Funding. C.M.K. was supported by a fellowship from JDRF International (3-2008-130). C.M.K. and P.E.Sc. were supported by a JDRF/Eli Lilly Company Program Award (2-SRA-2016-149-Q-R; PI: William Holland). W.-h.L. was supported by National Institutes of Health grant R01-GM 077593. The authors were also supported by National Institutes of Health grants R01-DK-55758, R01-DK-099110, and P01-DK-088761 (to P.E.Sc.).
Duality of Interest. No potential conflicts of interest relevant to this article were reported.
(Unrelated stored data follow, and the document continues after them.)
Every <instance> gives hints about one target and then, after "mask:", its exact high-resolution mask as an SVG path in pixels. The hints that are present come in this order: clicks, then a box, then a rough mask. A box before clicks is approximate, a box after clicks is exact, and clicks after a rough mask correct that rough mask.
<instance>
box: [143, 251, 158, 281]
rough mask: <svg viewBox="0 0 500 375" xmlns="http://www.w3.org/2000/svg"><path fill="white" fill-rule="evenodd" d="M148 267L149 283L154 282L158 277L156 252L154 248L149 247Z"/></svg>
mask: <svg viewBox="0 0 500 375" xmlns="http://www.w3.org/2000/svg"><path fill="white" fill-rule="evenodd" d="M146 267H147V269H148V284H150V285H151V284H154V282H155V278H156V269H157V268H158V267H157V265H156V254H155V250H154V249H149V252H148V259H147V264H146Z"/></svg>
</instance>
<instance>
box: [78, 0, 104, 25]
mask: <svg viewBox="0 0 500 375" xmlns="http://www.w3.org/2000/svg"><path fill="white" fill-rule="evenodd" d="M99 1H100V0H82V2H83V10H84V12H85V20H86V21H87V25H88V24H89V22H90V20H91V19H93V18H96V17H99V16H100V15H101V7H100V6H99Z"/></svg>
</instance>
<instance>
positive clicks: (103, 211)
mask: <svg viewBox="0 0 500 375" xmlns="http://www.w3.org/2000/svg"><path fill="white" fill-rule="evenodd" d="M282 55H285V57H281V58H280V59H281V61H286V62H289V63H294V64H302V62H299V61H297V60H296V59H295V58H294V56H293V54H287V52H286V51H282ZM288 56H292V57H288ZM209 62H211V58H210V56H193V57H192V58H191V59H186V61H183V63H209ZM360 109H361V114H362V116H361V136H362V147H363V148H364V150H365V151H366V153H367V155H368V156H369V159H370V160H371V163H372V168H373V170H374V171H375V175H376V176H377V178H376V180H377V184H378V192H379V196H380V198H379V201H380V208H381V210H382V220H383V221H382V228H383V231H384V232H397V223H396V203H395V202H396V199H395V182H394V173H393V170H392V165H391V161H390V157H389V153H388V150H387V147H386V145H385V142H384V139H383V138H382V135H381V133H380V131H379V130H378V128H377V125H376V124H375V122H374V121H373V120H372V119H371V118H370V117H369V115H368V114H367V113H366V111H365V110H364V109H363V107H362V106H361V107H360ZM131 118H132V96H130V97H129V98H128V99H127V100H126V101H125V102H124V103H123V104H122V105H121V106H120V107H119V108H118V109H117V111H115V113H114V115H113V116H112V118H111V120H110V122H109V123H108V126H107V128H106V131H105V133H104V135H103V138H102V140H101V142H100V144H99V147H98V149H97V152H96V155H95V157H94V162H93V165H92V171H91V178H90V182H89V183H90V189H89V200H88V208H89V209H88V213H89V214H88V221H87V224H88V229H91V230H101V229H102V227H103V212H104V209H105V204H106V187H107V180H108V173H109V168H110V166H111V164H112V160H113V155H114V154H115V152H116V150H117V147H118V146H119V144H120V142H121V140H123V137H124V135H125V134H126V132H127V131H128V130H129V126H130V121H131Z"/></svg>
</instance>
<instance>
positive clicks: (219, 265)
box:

Author Contributions. C.M.K. designed and performed all experiments, analyzed data, and contributed to the writing of the manuscript. S.C. and W.-h.L. performed the GSIS perfused pancreata experiments, isolated α-cells from PPG-MitoN mice for microarray analysis, and performed the ΔΨm experiments. R.Y. contributed to the injections during the isolation of islets and performed the β-gal staining on TRE-LacZ-MIP-rtTA brain tissues. K.S. generated the TRE-MitoN mouse. Q.A.W. generated the PPG-rtTA mouse and contributed to the β-gal staining of PPG-rtTA tissues. S.B.S. generated the MIP-rtTA mouse. P.E.Sa. and J.T.B. contributed to the use of mass spectrometry to measure the various lipid species in islets isolated from the MIP-MitoN mice. W.J.G. was involved in key discussions that were critical to the mechanistic insights of the manuscript. R.H.U. provided expertise in islet biology. P.E.Sc. contributed to the experimental design, performance of experiments, data analysis and interpretation, and the writing of the manuscript. P.E.Sc. is the guarantor of this work and, as such, had full access to all the data in the study and takes responsibility for the integrity of the data and the accuracy of the data analysis.